Last week I put a post out about a vaginal skin tag. Well, I have one and I wanted to get it removed. So I went to the doctor today, and it is a hymenal tag (still a skin tag). They can't remove it in the office. If I want it removed, it will require a surgery at the hospital, and I'll have to be put under. My hymen has also dropped. WTF that means, I don't know and WebMD isn't helping.
DH and I have not had relations since the baby because when I was finally cleared, we've both been sick with miserable colds, sinus infections, and now he has the flu. So, I don't know if sex will hurt yet. This procedure might be considered cosmetic. AHHH.
I feel like I have a broken vagina because she also noticed that an area wasn't healing well and she used some chemical to burn granual tissue (?) to help the process and I have to go back in a week. She said that the scarring tissue that she did something to today would have made sex uncomfortable. Is this payback for a really good pregnancy? I thought God gave me a really easy pregnancy, labor and delivery because we lost our baby girl Angela last summer. I swear, when the odds say that something happens to 5% of people, that's me. I'm that 5%. My daughter had a disease that was like 1 in a F-ing 1,000,000.
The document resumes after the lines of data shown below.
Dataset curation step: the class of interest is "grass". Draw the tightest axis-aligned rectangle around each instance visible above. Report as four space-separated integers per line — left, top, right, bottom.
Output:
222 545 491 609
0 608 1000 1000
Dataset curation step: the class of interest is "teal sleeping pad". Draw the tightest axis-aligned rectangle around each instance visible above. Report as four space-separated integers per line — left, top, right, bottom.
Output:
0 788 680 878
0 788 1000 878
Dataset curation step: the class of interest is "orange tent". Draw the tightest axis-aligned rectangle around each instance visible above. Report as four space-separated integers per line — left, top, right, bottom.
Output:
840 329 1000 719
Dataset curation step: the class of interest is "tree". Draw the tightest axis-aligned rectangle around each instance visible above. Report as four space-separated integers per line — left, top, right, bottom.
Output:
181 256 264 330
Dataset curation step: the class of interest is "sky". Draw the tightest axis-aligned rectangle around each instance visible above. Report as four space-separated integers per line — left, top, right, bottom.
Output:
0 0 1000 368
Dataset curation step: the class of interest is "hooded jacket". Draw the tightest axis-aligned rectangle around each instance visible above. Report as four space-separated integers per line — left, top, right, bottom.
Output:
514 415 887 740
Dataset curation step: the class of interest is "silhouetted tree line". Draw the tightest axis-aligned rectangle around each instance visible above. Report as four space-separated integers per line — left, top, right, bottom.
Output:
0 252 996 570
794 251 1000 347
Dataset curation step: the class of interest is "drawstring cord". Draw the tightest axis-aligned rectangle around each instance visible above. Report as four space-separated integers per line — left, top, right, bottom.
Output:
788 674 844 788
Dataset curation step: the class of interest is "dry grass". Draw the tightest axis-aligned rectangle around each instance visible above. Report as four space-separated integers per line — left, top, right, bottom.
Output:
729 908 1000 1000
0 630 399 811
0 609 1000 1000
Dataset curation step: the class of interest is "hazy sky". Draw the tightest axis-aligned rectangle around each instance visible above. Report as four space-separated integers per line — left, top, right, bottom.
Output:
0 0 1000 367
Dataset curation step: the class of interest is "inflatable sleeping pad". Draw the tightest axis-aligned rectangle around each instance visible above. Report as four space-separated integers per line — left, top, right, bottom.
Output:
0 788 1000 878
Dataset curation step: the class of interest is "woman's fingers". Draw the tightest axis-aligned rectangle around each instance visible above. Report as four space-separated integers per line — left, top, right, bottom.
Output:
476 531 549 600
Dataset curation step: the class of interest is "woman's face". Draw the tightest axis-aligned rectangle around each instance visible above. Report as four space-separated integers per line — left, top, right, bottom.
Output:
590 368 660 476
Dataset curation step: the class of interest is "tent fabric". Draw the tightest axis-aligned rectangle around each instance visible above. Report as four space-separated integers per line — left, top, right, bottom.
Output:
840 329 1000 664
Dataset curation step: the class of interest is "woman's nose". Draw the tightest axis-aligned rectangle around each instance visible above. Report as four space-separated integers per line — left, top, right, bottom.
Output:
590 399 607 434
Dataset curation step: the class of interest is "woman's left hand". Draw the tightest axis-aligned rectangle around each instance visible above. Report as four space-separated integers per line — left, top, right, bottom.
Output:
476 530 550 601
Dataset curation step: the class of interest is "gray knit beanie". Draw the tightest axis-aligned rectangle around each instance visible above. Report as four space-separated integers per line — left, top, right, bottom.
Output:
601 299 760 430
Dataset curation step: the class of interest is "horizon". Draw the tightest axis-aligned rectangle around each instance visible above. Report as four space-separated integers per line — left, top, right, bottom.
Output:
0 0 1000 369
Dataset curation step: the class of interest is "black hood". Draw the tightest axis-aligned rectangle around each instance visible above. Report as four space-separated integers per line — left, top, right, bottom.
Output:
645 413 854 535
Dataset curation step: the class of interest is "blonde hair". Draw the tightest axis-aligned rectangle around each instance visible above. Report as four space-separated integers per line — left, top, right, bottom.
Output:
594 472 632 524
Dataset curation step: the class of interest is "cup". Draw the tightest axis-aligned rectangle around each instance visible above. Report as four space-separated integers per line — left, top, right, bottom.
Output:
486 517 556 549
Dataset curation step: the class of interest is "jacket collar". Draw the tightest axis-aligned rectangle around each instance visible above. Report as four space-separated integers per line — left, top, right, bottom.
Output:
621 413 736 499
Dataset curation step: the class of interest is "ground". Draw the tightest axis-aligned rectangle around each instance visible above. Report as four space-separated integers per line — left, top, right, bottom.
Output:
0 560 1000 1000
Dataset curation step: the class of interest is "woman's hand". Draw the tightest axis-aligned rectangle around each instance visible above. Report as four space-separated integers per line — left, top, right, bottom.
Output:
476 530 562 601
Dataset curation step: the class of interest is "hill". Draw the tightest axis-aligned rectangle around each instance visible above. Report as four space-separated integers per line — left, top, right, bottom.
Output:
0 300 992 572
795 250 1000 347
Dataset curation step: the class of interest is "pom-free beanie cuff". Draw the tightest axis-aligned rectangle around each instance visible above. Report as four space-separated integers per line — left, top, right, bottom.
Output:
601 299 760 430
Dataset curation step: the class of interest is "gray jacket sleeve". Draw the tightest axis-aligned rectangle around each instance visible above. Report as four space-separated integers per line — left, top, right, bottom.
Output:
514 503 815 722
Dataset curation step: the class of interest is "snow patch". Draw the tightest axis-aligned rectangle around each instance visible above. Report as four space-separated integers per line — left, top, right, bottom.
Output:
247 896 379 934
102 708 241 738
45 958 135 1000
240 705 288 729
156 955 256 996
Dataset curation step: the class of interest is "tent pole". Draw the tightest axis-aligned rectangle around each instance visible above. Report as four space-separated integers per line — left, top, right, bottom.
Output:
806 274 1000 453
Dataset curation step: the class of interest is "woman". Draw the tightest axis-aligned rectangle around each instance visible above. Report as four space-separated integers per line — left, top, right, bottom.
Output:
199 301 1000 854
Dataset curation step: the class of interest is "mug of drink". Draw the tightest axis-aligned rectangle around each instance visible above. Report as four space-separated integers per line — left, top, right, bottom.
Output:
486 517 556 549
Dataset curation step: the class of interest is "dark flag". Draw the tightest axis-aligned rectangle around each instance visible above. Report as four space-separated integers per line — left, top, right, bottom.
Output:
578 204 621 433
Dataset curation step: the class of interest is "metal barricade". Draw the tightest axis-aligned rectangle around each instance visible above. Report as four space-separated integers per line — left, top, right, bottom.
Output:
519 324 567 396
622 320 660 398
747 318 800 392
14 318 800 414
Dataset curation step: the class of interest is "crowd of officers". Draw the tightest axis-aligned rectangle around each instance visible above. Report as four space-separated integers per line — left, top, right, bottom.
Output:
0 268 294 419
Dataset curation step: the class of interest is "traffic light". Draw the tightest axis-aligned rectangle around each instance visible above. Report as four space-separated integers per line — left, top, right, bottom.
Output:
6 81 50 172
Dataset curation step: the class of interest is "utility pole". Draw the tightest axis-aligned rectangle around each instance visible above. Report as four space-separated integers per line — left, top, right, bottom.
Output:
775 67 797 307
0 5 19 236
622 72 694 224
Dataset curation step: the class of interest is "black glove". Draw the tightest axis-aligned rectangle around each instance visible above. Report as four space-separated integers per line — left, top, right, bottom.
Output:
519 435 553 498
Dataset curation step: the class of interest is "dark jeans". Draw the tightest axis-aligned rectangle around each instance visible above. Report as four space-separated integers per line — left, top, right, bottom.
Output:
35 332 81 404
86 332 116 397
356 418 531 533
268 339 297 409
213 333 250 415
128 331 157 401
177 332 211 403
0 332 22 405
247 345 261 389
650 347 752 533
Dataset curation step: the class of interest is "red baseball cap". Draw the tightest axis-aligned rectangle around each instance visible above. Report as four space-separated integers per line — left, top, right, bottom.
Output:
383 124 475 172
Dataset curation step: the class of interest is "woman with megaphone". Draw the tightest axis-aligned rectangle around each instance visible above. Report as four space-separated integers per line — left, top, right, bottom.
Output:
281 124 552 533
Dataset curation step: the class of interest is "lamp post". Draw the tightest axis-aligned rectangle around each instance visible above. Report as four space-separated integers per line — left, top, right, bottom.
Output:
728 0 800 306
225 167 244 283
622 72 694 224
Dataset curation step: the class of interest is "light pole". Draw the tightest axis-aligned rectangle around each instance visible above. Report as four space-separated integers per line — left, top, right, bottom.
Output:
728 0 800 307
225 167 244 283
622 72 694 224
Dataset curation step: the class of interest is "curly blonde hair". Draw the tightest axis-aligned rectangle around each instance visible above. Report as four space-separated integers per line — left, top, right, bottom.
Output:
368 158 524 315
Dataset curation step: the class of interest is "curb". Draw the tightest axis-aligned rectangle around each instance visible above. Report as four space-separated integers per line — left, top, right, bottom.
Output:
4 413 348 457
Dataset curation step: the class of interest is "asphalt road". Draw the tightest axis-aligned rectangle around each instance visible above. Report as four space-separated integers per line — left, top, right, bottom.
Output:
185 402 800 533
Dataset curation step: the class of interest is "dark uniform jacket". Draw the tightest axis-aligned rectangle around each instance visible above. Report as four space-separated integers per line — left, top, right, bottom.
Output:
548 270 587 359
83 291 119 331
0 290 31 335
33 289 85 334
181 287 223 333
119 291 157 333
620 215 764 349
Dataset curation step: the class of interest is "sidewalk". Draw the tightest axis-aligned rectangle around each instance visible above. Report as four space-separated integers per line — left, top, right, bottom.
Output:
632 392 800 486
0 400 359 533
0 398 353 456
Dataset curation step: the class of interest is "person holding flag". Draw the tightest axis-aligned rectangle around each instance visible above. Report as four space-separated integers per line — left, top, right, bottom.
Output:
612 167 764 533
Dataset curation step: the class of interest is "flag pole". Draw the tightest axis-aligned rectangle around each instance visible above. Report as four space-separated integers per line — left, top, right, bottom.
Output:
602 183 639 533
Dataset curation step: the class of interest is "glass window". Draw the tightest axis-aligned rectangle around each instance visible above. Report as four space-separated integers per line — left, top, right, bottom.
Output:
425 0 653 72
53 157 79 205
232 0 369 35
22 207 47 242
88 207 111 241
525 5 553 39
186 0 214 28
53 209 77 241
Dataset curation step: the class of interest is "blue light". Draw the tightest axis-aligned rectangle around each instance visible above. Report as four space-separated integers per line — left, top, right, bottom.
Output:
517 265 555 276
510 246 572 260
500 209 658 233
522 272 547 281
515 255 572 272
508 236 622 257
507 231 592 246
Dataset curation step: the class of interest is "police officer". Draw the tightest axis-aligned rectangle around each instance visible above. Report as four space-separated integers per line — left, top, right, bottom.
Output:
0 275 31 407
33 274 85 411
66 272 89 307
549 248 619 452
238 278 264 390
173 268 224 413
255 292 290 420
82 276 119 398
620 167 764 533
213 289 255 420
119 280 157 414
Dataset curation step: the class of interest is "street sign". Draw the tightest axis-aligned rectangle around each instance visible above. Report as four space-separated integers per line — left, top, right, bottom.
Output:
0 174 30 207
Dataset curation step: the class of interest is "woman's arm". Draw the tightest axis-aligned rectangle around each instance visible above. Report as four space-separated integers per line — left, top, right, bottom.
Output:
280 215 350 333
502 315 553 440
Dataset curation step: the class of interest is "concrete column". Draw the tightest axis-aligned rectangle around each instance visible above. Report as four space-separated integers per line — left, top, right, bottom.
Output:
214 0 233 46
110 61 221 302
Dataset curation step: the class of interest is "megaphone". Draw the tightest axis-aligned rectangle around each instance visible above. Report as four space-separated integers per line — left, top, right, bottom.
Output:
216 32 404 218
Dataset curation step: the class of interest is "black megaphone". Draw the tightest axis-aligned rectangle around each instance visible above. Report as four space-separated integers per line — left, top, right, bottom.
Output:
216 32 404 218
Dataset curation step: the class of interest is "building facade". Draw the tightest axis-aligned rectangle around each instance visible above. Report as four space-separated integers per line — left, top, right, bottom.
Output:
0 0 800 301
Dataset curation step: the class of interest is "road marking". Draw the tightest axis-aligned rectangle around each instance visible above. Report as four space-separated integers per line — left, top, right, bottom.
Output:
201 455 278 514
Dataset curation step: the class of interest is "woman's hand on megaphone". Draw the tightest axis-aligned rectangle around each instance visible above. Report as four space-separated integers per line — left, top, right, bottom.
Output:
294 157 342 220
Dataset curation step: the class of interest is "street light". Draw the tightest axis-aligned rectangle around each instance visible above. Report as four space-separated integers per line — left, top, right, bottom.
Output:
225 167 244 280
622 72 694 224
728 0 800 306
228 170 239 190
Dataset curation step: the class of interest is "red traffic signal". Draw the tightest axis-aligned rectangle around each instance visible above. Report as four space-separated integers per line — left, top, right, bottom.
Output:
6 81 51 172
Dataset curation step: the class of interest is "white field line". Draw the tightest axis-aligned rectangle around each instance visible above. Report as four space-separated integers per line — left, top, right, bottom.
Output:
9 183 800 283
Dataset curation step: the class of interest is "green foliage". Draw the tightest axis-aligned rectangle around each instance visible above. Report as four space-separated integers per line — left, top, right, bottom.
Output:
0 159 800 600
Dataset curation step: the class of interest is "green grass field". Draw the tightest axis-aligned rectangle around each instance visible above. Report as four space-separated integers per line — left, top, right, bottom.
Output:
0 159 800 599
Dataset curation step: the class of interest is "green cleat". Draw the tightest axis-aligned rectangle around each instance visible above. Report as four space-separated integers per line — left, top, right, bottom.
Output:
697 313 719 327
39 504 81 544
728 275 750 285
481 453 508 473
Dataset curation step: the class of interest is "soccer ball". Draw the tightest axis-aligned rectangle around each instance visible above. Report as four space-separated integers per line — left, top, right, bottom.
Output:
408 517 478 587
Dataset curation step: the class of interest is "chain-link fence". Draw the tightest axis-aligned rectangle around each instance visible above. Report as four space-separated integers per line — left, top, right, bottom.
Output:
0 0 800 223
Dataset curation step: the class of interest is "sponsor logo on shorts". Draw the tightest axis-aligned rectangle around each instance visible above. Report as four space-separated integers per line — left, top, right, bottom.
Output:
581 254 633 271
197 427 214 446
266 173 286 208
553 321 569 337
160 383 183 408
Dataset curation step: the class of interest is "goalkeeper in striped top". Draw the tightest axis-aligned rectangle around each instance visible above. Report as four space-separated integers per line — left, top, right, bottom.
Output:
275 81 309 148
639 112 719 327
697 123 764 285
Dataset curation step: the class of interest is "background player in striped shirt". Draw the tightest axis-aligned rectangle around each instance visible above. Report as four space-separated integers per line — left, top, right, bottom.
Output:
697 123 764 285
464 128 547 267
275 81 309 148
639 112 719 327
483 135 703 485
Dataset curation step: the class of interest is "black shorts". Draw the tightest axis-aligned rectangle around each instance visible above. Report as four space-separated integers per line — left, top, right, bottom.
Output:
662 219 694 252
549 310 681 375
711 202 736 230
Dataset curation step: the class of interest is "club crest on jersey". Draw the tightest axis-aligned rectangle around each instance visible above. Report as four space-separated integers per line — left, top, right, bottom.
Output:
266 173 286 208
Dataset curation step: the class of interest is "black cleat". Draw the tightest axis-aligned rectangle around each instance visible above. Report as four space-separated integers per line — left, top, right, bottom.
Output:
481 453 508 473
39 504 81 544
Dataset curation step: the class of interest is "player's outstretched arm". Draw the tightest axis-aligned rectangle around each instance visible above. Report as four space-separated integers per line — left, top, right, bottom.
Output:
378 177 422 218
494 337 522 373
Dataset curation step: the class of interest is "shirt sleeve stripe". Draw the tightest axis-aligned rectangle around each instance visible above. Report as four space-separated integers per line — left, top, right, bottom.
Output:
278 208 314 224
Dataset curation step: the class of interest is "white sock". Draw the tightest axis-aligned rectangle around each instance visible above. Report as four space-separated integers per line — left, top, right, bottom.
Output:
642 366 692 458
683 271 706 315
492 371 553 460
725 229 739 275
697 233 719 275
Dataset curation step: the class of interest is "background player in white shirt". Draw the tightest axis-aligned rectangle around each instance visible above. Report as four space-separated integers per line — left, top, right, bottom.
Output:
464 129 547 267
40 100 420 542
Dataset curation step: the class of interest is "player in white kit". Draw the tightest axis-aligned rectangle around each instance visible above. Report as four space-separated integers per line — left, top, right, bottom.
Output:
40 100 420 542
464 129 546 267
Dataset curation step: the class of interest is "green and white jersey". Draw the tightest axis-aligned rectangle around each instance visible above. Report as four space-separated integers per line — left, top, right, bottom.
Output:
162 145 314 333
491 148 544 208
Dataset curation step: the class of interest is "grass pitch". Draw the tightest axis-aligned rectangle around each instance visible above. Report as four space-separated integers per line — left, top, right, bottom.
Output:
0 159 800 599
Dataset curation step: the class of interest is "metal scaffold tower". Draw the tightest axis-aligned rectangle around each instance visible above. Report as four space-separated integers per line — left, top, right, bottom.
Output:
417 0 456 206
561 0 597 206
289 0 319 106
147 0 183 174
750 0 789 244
I just want to cry. Everything has been so good, and then this business. Quite frankly, it's embarrassing and it's not like I can share with my friends that I have a broken Who-Ha.
Anyone else in this boat?
Sorry for sounding whiny, it's just frustrating when I feel like dumb $hit happens to me.
Re: TMI Vent: Hymenal Tag as a result of giving birth
I was told at my 6-week appointment that I might be developing a tag and need to get it taken care of later on. She used silver nitrate to help my tear form a better scab to help it heal. It was still really sore and felt like it was reopening the tear every time I went #2. So I went back at 8 weeks and she gave me the go ahead for sex. I still wasn't ready and neither was DH because he had been sick. We didn't have sex until 4 months PP. I say don't rush it. You not only need to BE ready but you need to FEEL ready.
I bled after our first try. It was bad at first but got better. However, I still bled and am still a bit sore. I think even though it was only a 2nd degree tear, maybe it was bad.
You do not sound whiny, this does not sound like dumb $hit- you've got some very valid stuff going on to be upset about. I hope everything works out for you.